The electrical energy that comes from fossil fuels is about to plateau and then decline in the second half of the 2020s decade. This will lead to the leveling off of other sectors such as transportation, agriculture, construction, and manufacturing, during this decade as well. Electricity and heat are approximately 1/3 of all energy use, so the other 2/3 with varying levels of fossil fuel use will also decline.
There are obvious roadblocks ahead as humanity moves to Peak Oil. Many are based upon Legacy Thinking, perhaps the single largest impediment to moving to a fundamentally different future directly ahead this decade. Thoughts from the past created the infrastructures of yesterday and today. One of my very first columns in Evolutionshift, published more than a year ago, was about this concept.
Just think about the automotive industry today. The customer base has lived more than 100 years in a world where all vehicles were ICE [Internal Combustion Engine], and the landscape had endless gas stations. This IS the reality, and based upon numerous generations growing up with it, the perception that it will change, or needs to change, is difficult to consider.
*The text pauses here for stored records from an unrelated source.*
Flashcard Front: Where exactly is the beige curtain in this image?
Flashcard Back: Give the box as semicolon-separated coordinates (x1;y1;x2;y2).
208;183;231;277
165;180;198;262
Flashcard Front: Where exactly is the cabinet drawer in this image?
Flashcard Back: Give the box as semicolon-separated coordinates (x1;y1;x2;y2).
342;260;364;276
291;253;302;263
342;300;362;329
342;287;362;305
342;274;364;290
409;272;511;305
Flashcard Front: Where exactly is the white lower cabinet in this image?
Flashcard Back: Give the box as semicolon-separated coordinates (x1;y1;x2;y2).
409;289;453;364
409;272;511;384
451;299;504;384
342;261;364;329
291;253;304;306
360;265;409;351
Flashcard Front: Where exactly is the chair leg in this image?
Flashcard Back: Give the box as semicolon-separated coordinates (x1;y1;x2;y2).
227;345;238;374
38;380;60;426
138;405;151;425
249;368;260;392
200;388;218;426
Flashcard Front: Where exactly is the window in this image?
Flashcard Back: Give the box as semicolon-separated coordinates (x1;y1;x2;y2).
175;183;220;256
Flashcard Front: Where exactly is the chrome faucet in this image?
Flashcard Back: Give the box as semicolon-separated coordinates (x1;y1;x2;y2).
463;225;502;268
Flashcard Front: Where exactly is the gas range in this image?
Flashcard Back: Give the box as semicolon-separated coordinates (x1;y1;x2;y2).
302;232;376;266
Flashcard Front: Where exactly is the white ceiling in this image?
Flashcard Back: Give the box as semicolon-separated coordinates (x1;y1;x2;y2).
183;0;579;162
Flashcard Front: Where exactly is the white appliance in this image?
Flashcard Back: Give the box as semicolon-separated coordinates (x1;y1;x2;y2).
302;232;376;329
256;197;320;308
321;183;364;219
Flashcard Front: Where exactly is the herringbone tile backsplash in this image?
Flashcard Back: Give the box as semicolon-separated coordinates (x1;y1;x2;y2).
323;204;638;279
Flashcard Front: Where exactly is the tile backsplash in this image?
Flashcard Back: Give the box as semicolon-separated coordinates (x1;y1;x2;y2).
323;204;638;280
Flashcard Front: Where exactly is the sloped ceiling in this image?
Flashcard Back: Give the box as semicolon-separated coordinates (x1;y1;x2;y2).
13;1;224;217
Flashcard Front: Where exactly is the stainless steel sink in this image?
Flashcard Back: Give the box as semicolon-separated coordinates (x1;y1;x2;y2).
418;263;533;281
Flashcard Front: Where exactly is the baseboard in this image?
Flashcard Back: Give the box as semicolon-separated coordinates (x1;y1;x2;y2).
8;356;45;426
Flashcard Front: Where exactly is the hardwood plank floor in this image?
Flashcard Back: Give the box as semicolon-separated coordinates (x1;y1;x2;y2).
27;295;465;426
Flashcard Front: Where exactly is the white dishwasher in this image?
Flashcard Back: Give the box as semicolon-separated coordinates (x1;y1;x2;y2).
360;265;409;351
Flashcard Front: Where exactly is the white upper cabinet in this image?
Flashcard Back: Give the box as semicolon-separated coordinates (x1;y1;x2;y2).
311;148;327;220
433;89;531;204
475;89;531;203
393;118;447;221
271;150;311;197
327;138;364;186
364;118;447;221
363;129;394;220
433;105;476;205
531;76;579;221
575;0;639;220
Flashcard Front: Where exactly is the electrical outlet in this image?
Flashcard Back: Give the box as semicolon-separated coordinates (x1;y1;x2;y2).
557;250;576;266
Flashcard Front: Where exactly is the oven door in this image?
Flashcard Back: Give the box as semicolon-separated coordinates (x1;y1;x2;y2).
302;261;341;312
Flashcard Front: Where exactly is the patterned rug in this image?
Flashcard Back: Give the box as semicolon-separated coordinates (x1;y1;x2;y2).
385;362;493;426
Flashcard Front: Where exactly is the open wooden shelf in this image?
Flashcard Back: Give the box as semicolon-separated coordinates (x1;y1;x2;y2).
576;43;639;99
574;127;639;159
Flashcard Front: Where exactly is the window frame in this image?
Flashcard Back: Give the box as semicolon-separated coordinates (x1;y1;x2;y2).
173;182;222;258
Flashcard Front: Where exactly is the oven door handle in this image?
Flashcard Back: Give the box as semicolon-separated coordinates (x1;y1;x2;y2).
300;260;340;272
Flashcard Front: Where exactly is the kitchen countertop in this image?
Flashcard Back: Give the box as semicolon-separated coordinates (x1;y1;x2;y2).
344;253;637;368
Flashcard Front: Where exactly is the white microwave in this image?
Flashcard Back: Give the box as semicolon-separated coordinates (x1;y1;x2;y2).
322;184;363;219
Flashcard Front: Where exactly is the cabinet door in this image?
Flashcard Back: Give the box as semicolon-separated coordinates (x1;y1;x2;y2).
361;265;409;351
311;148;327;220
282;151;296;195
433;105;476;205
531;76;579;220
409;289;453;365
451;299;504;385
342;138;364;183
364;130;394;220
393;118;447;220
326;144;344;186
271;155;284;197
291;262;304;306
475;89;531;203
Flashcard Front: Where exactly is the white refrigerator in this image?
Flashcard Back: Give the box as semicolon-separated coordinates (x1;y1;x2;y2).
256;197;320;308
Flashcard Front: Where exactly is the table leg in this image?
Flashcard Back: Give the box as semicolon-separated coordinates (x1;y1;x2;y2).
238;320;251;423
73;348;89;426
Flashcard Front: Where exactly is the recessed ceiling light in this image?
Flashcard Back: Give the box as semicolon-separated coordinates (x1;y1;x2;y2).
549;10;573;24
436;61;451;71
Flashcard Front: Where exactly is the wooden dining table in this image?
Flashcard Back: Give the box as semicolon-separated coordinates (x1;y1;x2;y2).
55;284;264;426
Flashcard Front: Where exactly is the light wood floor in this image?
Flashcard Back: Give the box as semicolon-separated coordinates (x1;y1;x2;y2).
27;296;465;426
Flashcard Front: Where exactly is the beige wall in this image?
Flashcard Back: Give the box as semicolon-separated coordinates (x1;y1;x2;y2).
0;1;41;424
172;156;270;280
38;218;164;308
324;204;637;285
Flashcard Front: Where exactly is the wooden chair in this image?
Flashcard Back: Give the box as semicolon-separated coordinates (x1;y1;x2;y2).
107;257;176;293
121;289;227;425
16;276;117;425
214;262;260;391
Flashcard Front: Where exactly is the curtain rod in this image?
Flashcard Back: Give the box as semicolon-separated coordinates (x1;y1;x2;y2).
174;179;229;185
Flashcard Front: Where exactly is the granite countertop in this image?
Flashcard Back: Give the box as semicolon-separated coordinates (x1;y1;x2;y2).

Even the dictionary has provided legacy thinking. This is from dictionary.com:
Automobile:
“a passenger vehicle designed for operation on ordinary roads and typically having four-wheels and a gasoline or diesel internal-combustion engine”
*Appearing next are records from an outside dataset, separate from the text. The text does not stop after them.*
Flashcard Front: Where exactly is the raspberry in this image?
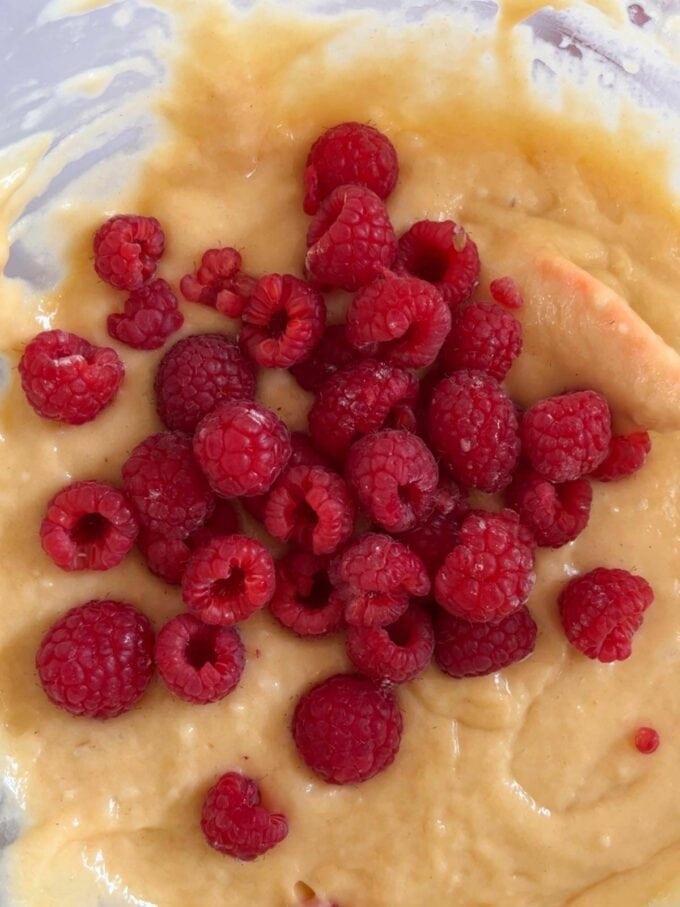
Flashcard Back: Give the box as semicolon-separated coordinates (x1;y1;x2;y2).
303;123;399;214
40;482;139;570
521;391;611;482
397;220;480;308
427;371;520;492
309;359;418;461
19;331;125;425
35;601;154;718
122;431;215;538
439;302;522;381
345;430;439;532
305;186;397;290
347;607;434;683
179;248;255;318
347;275;451;368
269;551;345;636
559;567;654;662
264;466;356;554
94;214;165;290
434;607;537;677
156;614;245;705
293;674;403;784
201;772;288;860
182;535;275;627
506;469;593;548
240;274;326;368
106;278;184;350
592;431;652;482
154;334;255;434
434;510;536;623
194;401;290;497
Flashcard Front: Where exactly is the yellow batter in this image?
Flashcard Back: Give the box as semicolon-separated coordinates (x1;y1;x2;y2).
0;4;680;907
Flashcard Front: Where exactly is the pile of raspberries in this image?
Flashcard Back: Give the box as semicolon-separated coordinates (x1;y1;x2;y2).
19;123;653;860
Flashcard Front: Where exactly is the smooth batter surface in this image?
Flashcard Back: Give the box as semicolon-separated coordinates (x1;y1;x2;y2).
0;1;680;907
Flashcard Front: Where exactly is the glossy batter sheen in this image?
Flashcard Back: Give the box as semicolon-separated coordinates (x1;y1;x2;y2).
0;1;680;907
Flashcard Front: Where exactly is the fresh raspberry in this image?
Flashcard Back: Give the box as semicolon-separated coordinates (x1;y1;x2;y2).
303;123;399;214
94;214;165;290
156;614;245;705
179;248;255;318
19;331;125;425
40;482;139;570
305;186;397;290
397;220;480;308
559;567;654;662
439;302;522;381
345;430;439;532
106;278;184;350
521;391;612;482
347;275;451;368
434;606;537;677
35;600;154;718
240;274;326;368
269;551;345;636
182;535;275;627
347;607;434;683
201;772;288;860
592;431;652;482
154;334;255;434
427;371;520;492
434;510;536;623
309;359;418;461
293;674;403;784
194;401;290;498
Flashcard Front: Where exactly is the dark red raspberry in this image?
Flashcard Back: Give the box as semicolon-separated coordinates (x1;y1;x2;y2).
122;431;215;539
293;674;403;784
559;567;654;662
201;772;288;860
397;220;480;308
194;401;290;498
345;430;439;532
239;274;326;368
521;391;612;482
154;334;255;434
347;607;434;683
40;482;139;570
434;607;537;677
35;601;154;718
305;186;397;290
434;510;536;623
303;123;399;214
94;214;165;290
427;371;520;492
156;614;245;705
182;535;275;627
106;278;184;350
19;331;125;425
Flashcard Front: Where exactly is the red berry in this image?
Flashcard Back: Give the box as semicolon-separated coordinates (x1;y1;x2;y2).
293;674;403;784
156;614;245;705
40;482;139;570
201;772;288;860
36;601;154;718
305;186;397;290
434;607;537;677
521;391;611;482
154;334;255;434
427;371;520;492
240;274;326;368
182;535;275;627
19;331;125;425
559;567;654;662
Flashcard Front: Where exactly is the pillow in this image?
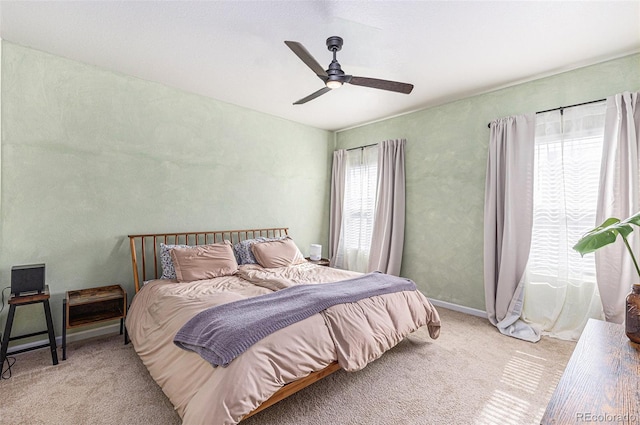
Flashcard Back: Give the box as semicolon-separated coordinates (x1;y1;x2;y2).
234;236;288;264
170;241;238;282
160;243;191;279
251;237;307;268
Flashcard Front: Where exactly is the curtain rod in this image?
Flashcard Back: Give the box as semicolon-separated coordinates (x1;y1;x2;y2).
347;143;377;151
487;98;607;128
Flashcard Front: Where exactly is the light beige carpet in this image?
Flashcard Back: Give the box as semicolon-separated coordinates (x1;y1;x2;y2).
0;308;575;425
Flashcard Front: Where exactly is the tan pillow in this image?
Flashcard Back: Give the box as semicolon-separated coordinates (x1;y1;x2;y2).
171;241;238;282
251;238;307;268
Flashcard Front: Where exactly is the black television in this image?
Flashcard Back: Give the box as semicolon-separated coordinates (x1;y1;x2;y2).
11;264;45;296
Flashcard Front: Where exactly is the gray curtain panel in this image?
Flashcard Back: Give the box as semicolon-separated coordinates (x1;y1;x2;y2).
369;139;406;276
329;149;347;267
484;114;540;341
596;92;640;323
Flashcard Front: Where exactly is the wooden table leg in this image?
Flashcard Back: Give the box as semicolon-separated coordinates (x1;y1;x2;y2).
42;300;58;365
62;298;67;360
0;304;16;373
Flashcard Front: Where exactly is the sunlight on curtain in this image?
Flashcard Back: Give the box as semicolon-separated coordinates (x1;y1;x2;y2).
522;102;606;339
335;146;378;273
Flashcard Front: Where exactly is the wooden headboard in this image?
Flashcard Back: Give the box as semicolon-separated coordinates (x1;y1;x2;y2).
129;227;289;293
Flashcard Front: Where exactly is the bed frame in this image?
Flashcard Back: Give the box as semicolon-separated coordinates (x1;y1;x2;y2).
129;227;340;419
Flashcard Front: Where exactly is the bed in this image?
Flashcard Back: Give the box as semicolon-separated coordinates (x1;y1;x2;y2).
126;228;440;425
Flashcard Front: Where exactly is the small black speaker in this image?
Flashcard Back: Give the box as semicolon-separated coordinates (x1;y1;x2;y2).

Fifteen years from now it is very likely that there will not be any ICE vehicles being produced. So the dictionary definition of the automobile will change in the next 15 years after some 125 years of being the same. Hard for most people to imagine.
Think about the major auto companies who in the aggregate will be investing about $1 trillion dollars this decade to convert – and therefore redefine- the automobile from ICE to EV. The commitment to invest this much has to be made before there is deep clarity as to how fast this conversion will occur.
Think about air travel, one of the worst things a person can do relative to generate GHG emissions. In 10 years, many of you reading these words will take a flight that is on a battery-operated plane. It is hard to imagine a flight without jet fuel. I often joke from the stage that, while this emission-free and petroleum-free form of travel is good and is going to happen, I don’t want to be on the first long-range battery-operated flight. Neither do you.
In the future humanity will be much less reliant on fossil fuels, coal and oil in particular, than we are today. We are rapidly moving in this direction, and the movement to that future is accelerating.
Peak Oil will occur between 2030-2035.